Search code examples
pythonpython-3.xalgorithmlcs

Find sublists with common starting elements - python


I have a nested list:

lists =[['a','b','c'],
        ['a','b','d'],
        ['a','b','e'],
        ['с','с','с','с']]

I need to find sublists with 2 or more common (2 or more occurrences) first elements, make a single string from this elements, and make a single string from sublists, which does not contain common first elements. Sublists can go in different order, so just checking next or previous element is the wrong way, I suppose. Desired output:

   [['a b','c'],
    ['a b','d'],
    ['a b','e'],
    ['с с с с']]

I tried some for loops, but with no success. I currently don't know, where to start, so any help would be appreciated.
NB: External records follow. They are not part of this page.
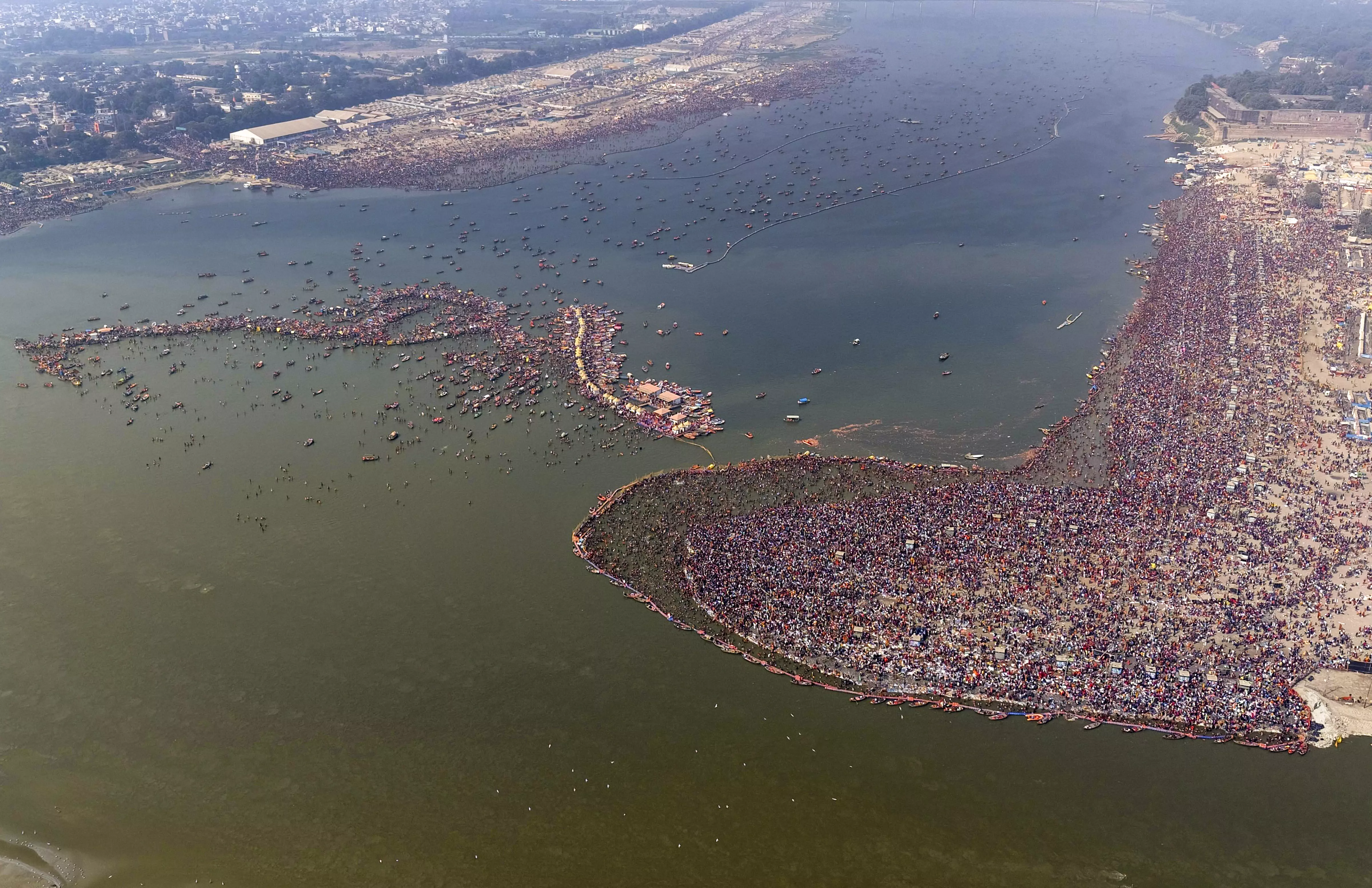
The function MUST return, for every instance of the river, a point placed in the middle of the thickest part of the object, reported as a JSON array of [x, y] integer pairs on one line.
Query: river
[[294, 668]]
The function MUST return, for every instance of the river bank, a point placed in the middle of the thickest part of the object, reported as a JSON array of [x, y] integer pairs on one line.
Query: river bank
[[1200, 599]]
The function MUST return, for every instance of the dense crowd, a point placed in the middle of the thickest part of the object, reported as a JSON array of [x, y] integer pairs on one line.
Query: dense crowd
[[405, 156], [1187, 580]]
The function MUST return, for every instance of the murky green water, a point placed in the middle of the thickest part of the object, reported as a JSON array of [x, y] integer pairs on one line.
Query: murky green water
[[208, 677]]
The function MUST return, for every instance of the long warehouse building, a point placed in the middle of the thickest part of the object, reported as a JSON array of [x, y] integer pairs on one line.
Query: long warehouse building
[[276, 132]]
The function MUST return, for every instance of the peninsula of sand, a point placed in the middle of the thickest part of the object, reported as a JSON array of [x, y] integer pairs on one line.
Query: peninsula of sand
[[1179, 555]]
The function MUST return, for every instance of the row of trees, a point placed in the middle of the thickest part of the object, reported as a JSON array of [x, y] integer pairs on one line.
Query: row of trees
[[1337, 33]]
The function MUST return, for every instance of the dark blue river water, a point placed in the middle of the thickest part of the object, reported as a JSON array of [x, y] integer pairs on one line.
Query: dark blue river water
[[297, 669]]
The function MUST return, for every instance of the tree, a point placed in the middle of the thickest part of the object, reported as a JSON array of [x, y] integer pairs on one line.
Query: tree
[[1312, 195]]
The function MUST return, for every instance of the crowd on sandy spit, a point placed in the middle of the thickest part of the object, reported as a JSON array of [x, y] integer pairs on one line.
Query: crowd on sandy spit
[[1191, 585], [442, 160], [569, 342]]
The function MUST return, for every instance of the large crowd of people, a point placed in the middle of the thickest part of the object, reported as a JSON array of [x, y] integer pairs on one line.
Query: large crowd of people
[[1168, 555]]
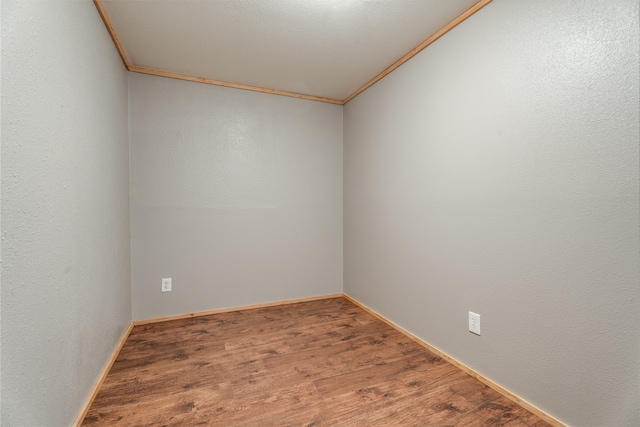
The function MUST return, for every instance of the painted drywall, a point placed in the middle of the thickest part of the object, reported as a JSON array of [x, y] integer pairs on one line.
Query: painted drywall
[[235, 195], [497, 172], [65, 208]]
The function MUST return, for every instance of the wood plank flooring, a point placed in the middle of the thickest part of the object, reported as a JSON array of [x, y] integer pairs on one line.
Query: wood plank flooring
[[320, 363]]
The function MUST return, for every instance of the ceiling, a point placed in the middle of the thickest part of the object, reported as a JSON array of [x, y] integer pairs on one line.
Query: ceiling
[[326, 50]]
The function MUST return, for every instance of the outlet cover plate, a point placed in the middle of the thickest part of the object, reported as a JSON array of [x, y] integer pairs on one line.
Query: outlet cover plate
[[474, 323]]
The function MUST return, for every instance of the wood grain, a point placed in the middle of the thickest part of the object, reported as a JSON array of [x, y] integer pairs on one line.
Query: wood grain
[[441, 32], [112, 33], [103, 376], [503, 391], [189, 78], [317, 363]]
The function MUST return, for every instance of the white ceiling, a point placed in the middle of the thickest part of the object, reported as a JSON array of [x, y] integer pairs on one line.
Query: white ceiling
[[322, 48]]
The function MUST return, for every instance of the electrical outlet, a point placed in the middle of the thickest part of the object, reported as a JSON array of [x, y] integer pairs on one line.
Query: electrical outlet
[[474, 323]]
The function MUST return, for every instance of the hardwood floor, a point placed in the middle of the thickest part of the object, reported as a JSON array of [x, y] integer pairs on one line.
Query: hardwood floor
[[320, 363]]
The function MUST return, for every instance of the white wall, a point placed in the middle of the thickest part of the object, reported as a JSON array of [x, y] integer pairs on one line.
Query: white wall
[[65, 208], [236, 195], [497, 172]]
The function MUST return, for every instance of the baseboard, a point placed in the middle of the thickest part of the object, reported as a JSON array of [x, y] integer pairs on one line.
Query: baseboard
[[506, 393], [230, 309], [503, 391], [103, 375]]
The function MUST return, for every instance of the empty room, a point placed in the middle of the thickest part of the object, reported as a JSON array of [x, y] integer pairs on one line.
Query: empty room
[[320, 213]]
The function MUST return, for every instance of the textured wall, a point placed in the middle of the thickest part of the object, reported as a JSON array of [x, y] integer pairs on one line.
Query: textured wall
[[236, 195], [65, 208], [497, 172]]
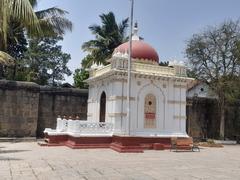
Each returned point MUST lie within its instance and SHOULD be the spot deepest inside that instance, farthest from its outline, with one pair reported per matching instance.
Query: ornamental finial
(135, 32)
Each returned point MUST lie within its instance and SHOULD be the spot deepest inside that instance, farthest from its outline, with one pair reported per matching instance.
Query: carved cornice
(117, 114)
(179, 86)
(114, 98)
(180, 117)
(176, 102)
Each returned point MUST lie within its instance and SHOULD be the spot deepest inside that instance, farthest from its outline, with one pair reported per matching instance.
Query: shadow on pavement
(9, 159)
(12, 151)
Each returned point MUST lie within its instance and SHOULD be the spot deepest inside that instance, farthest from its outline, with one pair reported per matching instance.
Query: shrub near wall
(26, 109)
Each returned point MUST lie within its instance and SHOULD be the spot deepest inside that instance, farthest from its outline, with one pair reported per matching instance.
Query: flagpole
(129, 72)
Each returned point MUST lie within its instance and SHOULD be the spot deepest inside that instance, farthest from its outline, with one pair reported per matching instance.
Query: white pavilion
(157, 103)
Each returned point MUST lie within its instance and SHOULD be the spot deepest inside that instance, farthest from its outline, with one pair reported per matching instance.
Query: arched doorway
(102, 107)
(150, 111)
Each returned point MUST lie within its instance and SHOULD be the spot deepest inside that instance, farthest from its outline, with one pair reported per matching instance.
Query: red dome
(140, 50)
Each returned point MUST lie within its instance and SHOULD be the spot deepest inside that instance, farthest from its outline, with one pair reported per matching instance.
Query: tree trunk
(222, 120)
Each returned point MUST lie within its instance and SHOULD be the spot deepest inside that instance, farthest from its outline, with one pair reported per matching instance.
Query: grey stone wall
(26, 109)
(60, 101)
(18, 108)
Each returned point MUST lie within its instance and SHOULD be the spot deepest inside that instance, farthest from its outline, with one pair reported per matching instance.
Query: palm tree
(108, 36)
(49, 22)
(21, 11)
(52, 20)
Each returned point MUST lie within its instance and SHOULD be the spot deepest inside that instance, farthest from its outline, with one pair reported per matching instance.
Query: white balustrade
(83, 127)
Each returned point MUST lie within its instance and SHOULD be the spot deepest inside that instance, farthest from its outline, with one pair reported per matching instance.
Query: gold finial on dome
(135, 36)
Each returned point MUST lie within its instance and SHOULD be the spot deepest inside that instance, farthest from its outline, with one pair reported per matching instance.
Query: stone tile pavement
(28, 161)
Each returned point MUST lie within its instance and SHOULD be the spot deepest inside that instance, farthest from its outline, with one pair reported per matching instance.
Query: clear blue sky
(165, 24)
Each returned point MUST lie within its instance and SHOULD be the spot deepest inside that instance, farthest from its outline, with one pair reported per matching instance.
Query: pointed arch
(102, 114)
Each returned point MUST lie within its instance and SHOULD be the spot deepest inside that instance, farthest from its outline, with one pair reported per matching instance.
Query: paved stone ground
(28, 161)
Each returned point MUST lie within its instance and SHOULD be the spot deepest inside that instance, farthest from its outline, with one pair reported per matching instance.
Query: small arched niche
(150, 111)
(102, 115)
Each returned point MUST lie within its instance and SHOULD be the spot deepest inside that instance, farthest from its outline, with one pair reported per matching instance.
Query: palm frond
(53, 11)
(52, 21)
(6, 59)
(22, 10)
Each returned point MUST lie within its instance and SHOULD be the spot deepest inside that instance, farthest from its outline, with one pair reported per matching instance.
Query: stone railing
(102, 70)
(153, 69)
(137, 67)
(83, 127)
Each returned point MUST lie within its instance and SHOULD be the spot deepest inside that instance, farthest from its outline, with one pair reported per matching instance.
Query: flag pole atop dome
(128, 124)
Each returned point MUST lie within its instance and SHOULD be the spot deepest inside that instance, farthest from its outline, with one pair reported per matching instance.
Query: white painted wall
(171, 105)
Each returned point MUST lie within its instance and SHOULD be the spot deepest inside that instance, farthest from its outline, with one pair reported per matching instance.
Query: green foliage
(108, 36)
(164, 63)
(45, 63)
(79, 76)
(213, 56)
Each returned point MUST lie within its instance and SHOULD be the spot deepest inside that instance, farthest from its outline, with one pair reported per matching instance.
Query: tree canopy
(213, 57)
(108, 36)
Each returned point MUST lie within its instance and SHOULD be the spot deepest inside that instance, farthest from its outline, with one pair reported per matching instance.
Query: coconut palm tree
(48, 22)
(21, 11)
(107, 37)
(52, 20)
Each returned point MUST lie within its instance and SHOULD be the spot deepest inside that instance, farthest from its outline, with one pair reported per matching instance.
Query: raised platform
(123, 144)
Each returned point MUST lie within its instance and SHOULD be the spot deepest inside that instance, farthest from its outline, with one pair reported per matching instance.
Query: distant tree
(164, 63)
(45, 62)
(213, 58)
(108, 36)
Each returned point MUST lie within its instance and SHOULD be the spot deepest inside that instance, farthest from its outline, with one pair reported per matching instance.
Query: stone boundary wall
(26, 108)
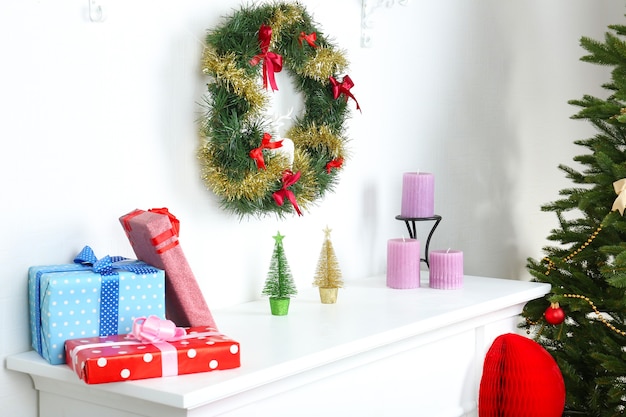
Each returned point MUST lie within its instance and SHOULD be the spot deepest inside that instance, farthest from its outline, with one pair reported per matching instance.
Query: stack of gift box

Thank you for your time!


Solution

  • Probably not the most efficient way, but you could try something like this:

    def foo(l,n):
        #Get all of the starting sequences
        first_n = [list(x) for x in set([tuple(x[:n]) for x in l])]
    
        #Figure out which of those starting sequences are duplicated
        duplicates = []
        for starting_sequence in first_n:
            if len([x for x in l if x[:n] == starting_sequence])>2:
                duplicates.append(starting_sequence)
    
        #make changes
        result = []
        for x in l:
            if x[:n] in duplicates:
                result.append([" ".join(x[:n])]+x[n:])
            else:
                result.append([" ".join(x)])
    
        return result
    

    Set's have no repeats, but elements of sets must be hashable. Since lists are unhashable, that is why I have converted them into tuples and then back into lists.